Unlike Tate and Schlegel, Burgett has been through this process before. In fact, he follows a family tradition of serving as royalty. His older brother Bryce was a king, and his mother and her sister were both queens, as was his grandmother.

“I look forward to taking on the responsibilities,” Burgett said of serving as king. “I am proud to do it. This means a lot to me, and this community is like no other. No matter what you do, if you have struggles, someone is always there to help you. You can’t ask for a better community than what we have, and I am so proud to represent it.”

“Being part of trying out for fair queen is so nerve-racking,” Schlegel said. “This is my first year. I am excited to meet new people being a part of this.”

Schlegel said her parents both grew up in Holmes County, so it was exciting to be able to represent her home county.

“I feel like I am representing my county and my family,” said Schlegel, who is planning on attending Kent State University to study graphic design.

AJ Jones is hoping to attend Ohio State University after completing his final year at West Holmes this year, where he plans on following in his father’s footsteps as a civil engineer.

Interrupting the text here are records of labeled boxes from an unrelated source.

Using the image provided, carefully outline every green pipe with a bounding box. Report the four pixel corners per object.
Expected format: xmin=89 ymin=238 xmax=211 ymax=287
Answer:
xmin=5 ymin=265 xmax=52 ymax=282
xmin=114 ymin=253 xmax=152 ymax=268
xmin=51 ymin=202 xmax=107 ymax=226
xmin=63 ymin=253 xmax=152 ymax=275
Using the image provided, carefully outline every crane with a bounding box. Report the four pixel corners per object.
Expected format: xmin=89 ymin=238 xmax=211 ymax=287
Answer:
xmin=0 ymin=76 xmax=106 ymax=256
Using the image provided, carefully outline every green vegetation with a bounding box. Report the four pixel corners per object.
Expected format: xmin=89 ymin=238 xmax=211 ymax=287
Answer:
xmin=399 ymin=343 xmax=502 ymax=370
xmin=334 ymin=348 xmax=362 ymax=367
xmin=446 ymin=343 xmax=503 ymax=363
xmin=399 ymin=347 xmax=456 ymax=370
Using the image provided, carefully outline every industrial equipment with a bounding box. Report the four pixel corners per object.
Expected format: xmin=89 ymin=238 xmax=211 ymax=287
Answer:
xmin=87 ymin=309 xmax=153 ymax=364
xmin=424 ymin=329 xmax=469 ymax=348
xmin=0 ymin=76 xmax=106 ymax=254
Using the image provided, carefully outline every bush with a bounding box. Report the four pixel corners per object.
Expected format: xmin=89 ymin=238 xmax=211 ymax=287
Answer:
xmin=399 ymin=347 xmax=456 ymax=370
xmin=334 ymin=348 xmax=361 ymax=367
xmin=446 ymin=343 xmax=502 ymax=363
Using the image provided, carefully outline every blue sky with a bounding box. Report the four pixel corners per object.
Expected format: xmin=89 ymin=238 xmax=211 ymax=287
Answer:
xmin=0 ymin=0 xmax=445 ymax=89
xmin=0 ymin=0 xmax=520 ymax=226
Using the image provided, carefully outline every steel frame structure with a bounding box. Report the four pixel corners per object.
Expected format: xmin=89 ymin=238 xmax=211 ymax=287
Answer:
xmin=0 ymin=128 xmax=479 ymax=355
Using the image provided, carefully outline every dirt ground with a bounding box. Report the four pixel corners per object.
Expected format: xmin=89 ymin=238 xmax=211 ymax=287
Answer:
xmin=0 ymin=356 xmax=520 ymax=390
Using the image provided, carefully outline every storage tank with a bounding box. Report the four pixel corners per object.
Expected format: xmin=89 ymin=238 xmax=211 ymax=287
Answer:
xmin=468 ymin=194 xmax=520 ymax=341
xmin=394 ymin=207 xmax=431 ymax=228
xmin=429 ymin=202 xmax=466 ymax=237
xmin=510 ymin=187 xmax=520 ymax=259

“This is going to feel good,” Jones said. “Congrats to BB (Burgett) on winning king. Hopefully, he has fun with it because it is an experience of a lifetime. I look forward to meeting new people, which is always fun.”

Both Tate and Burgett will receive $1,000 scholarships after fulfilling the required duties throughout their reign.

In addition to the pageant, the Holmes County commissioners presented their annual Holmes County Commissioners’ Awards. The Senior Leadership award went to Schlegel while the Senior Citizenship honor went to Tate. The Junior Leadership honor went to Garrett Houin while the Junior Citizenship award was given to Rebecca Schuch.

The fair pageant was sponsored by Sweet Breeze Farms & Excavating, Millersburg Electric, The Martin Schuch and Sheldon Families, Hummel Group and bFearless.